A full local qa replay (pnpm exec playwright test --config qa/playwright.config.ts) failed in two clusters that masqueraded as merged-code regressions:

  1. Customer clusterdashboard-reads, portfolio, world-model-card, and the grant- dependent auth-gating specs all failed with SUPABASE_ANON_KEY is required for the customer grant. Operations specs passed (the cockpit does its GoTrue grant server-side via a cookie; only the customer specs run the grant in the test process).
  2. Operations chat clusterauthoring-loop + candidate-review (and their downstream publish-deploy / world-model-card) timed out waiting for getByTestId('turn-assistant').

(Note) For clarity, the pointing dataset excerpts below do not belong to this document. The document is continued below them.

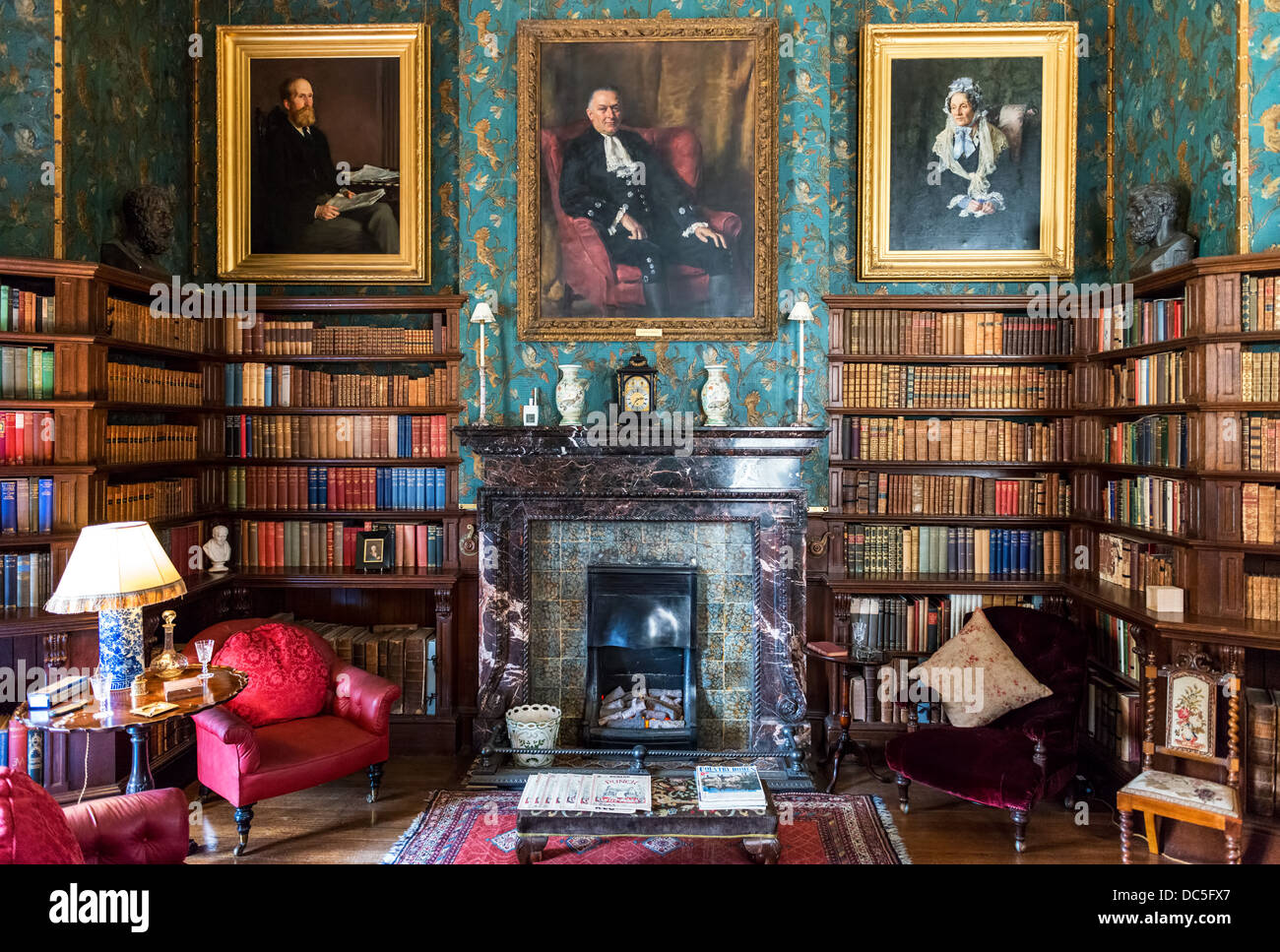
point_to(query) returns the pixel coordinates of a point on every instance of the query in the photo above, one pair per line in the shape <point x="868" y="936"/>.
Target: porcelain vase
<point x="571" y="394"/>
<point x="534" y="726"/>
<point x="716" y="396"/>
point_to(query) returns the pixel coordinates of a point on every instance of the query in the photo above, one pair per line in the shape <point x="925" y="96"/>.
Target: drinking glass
<point x="101" y="685"/>
<point x="205" y="654"/>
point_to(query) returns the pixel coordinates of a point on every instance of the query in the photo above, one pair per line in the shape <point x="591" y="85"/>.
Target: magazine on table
<point x="572" y="793"/>
<point x="730" y="789"/>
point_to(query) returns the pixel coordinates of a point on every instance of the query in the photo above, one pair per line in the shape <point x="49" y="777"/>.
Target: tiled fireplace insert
<point x="553" y="502"/>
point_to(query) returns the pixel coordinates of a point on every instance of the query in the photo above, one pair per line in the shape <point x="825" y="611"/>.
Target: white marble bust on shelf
<point x="218" y="549"/>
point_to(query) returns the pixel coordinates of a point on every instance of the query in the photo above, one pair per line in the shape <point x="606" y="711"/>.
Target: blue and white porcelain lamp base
<point x="119" y="645"/>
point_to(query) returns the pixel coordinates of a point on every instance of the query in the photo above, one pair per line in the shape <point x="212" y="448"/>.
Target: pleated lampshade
<point x="114" y="566"/>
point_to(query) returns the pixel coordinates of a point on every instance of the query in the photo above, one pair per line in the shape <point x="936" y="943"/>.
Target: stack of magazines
<point x="588" y="793"/>
<point x="730" y="789"/>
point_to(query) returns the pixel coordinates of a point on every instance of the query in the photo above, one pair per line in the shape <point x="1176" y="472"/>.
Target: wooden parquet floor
<point x="334" y="824"/>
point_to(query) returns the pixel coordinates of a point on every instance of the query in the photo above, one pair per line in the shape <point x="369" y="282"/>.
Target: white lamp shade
<point x="114" y="566"/>
<point x="800" y="311"/>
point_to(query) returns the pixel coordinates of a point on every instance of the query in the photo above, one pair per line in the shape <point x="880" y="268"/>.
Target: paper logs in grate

The worker log showed openai.APIConnectionError and/or CassetteMissError during the 'agent' task. decide-round-trip (which exercises the API’s cassette replay) passed.

Investigation

Cluster 1 — env export

  • The seed steps worked (operator + customer seeded), so the DB and API were fine.
  • The Playwright child process (pnpm exec) inherits only exported env vars.
  • tools/dev/resolve_supabase_env.sh emits bare KEY=val lines (it is designed for >> "$GITHUB_ENV", not for sourcing). eval "$(bash tools/dev/resolve_supabase_env.sh)" sets shell variables without exporting themecho saw SUPABASE_ANON_KEY set, but the Playwright child never received it.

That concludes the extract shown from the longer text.